DeLongTODAY: Nudging Ourselves Toward Full Employment... 2021-02-08
The rough transcript & slides for my latest DeLongTODAY briefing
From <http://delongtoday.com>
I am Brad DeLong, an economics professor at the University of California at Berkeley and a sometime Deputy Assistant Secretary of the U.S. Treasury. This is the weekly DeLongToday briefing. Here I hold forth here on the Leigh Bureau’s vimeo platform on my guesses as to what I think you most need to know about what our economy is doing to us right now.
I promised Wes Neff when he agreed to provide the infrastructure for this that I and my briefings would be: lively, interesting, curious, thoughtful, and relatively brief.
Relatively.
I promised I would provide briefings on a mix of: forecasting, politics, macroeconomic analysis, history, and political economy.
Today is an economic analysis & policy briefing: is Biden doing the right thing?
But first…
Wednesday the Republican House of Representatives caucus voted 145-61 to endorse Liz Cheney as one of their leaders, and thus to approve of her for her conscience vote to impeach Donald Trump. On Wednesday half the Republican caucus also gave bigoted conspiracy theorist, Marjorie Taylor Greene—she who has called for the assassination of Democratic House leaders, denied that mass school shootings really happened, and blames Jewish Space lasers for forest fires—a standing ovation. The difference? The Cheney vote was a secret ballot. The Greene applause was public.
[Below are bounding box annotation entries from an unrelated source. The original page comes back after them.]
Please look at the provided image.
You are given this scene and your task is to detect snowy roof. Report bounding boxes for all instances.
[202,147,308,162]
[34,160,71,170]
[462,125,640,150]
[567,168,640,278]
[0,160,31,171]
I harken back to 1993 and then-Treasury Secretary Lloyd Bentsen from Texas describing to some of his senior staff—and to us junior spear-carriers standing in the back of the room against the wall—what his long-time friend Bob Dole, the Republican senate minority leader, from Kansas had said to him. Dole had said that the Republican senate caucus was going to go all-in against Clinton’s deficit-reducing reconciliation bill. It needed to be done for the country’s sake, Dole said, but we Democrats would do it. And he needed to position the Republicans to pick up seats, and the best way to do that was for none of the Republicans to be onboard voting for any of Clinton’s initiatives so that Democrats could be blamed for whatever went wrong, with no water-muddying possible.
It’s been this way for thirty years. And I am tired of it. I would call the Republicans cowardly quislings, except that a not-inconsiderable portion of them appear to be true fascists rather than just going along with the Trump- and Fox-addled base, and World War II-era Vidkun Quisling stood up and was counted when he decided that enthusiastically backing Hitler was best for his career and the only political strategy that promised some hope for Norway.
So whatever is to be done needs to be done by the 50 Democratic senators and Kamala Harris, by Pelosi’s narrow House majority, and by President Biden.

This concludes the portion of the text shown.